The famous author doesn’t immediately discuss Narnia but instead regales Megs with stories of his early life. When Megs eventually discovers the secret behind Narnia, she finds it captures a hopeful truth that defies her measured and practical way of approaching the world.
Alabama author Callahan first wrote about Lewis in the novel “Becoming Mrs. Lewis” and “Once Upon a Wardrobe” is her second fictional tribute to the author, which casts a charming and engaging spotlight on his childhood. Pre-Order the Book
My choice this autumn is “Apples Never Fall” by Liane Moriarty. Moriarty specializes in domestic suspense, one of the most popular genres in literature, yet she elevates the category with layered characters, spot-on observations and sly humor. Her latest novel is one of her most accomplished, and it centers on the Delaney family whose matriarch, Joy, goes missing.
The main suspect in Joy’s disappearance is Stan, her husband. The grown Delaney children can’t imagine their dad harming their mom, but they are disturbed when they uncover secrets he’s been hiding. By the time all is revealed, the children find themselves re-framing their family history. If you read only one novel this October, you can’t miss with “Apples Never Fall.”
Some friendships seem indestructible, especially ones that have endured since kindergarten. Jen and Riley are as close as sisters, but to outsiders they seem worlds apart. Jen is expecting her first child after years of trying and can’t wait to be a mom. Riley is poised to become one of the first Black female anchors of a news channel.
Their bond is tested when Jen’s husband, a police officer, is involved in the shooting of an unarmed Black teenager, and Riley is assigned to cover the story. The incident makes both women examine where their loyalties lie.
“We Are Not Like Them” by Christine Pride and Jo Piazza delves into complex racial issues and how they can shape and shake our most intimate ties. Ultimately, it’s a story about the resilience of female friendships, making it the type of novel that will likely launch hundreds of book club discussions.

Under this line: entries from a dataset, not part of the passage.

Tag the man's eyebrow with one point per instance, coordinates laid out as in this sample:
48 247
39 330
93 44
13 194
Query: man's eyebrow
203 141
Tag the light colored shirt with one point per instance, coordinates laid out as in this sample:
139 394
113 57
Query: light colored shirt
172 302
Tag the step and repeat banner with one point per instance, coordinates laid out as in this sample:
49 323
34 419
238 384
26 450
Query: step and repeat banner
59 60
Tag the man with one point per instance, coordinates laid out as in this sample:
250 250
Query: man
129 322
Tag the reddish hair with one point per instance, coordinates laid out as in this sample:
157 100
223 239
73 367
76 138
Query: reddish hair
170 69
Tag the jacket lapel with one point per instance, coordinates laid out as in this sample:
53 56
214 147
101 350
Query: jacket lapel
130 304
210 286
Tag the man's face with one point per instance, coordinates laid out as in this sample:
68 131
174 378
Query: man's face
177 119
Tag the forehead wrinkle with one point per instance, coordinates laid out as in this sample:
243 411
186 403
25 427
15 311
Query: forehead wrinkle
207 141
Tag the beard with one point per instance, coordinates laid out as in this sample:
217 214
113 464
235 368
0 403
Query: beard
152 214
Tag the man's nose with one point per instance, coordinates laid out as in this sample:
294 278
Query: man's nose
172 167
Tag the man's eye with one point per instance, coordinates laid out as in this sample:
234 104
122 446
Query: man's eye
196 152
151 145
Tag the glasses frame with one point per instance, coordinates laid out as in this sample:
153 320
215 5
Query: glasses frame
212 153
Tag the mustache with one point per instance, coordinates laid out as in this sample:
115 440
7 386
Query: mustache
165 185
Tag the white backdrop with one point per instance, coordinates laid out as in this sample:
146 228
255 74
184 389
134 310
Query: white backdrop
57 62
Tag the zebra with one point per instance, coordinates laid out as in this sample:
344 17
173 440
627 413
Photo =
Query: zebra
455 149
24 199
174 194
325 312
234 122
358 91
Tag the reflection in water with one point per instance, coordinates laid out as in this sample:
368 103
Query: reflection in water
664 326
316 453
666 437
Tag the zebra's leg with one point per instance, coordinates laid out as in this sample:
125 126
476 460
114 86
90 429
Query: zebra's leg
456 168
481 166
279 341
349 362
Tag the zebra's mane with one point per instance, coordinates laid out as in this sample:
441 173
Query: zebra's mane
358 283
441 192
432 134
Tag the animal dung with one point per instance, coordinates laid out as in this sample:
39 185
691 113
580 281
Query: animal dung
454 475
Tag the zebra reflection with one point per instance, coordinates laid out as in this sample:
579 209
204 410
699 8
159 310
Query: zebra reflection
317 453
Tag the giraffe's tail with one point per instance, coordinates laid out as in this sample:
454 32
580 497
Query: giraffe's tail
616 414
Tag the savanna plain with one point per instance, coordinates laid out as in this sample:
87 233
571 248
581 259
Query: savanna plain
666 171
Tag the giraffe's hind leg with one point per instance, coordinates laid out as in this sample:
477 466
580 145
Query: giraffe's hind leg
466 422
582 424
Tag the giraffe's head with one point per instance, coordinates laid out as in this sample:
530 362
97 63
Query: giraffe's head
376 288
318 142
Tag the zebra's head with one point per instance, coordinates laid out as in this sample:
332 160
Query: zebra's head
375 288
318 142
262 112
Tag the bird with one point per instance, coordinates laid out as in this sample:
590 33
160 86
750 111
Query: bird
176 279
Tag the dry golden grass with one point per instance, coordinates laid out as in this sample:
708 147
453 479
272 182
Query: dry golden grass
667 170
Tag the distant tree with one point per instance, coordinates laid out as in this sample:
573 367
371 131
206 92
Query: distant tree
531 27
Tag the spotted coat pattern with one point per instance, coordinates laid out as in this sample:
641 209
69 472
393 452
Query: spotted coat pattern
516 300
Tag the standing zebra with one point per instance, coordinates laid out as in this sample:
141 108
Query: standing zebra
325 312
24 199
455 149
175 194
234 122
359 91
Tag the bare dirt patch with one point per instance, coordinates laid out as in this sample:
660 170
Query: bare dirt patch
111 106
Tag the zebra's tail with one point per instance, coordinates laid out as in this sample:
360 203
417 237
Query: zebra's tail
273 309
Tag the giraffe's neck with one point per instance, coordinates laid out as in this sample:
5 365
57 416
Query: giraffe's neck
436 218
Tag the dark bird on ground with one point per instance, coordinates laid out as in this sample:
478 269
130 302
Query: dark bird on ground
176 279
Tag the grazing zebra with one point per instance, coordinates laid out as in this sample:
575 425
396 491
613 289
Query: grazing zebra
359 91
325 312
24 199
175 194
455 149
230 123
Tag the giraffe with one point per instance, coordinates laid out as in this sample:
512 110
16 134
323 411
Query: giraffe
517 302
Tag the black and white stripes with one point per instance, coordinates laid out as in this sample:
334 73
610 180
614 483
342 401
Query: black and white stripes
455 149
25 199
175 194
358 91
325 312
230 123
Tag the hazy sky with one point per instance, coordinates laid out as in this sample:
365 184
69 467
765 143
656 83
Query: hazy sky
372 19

Few authors attract so many fans that they form lines that stretch around the block, but North Carolina writer David Sedaris is one of those authors. Why? Because he’s the kind of writer who can manage to make a grocery list hilarious and insightful.
In Sedaris’s latest book, “A Carnival of Snackery,” readers are treated to a peek into his diary. There’s his usual observations about the foibles of family life and the characters he encounters in his frequent travels. But this diary also reveals a slightly darker Sedaris who meditates on mortality, illness and suicide. Still the mood never stays gloomy for long. For instance, when Sedaris has a tumor removed, he decides he wants to feed it to a snapping turtle. His latest book will delight long-term fans but is also a great introduction to those who have yet to discover Sedaris’s signature witticism.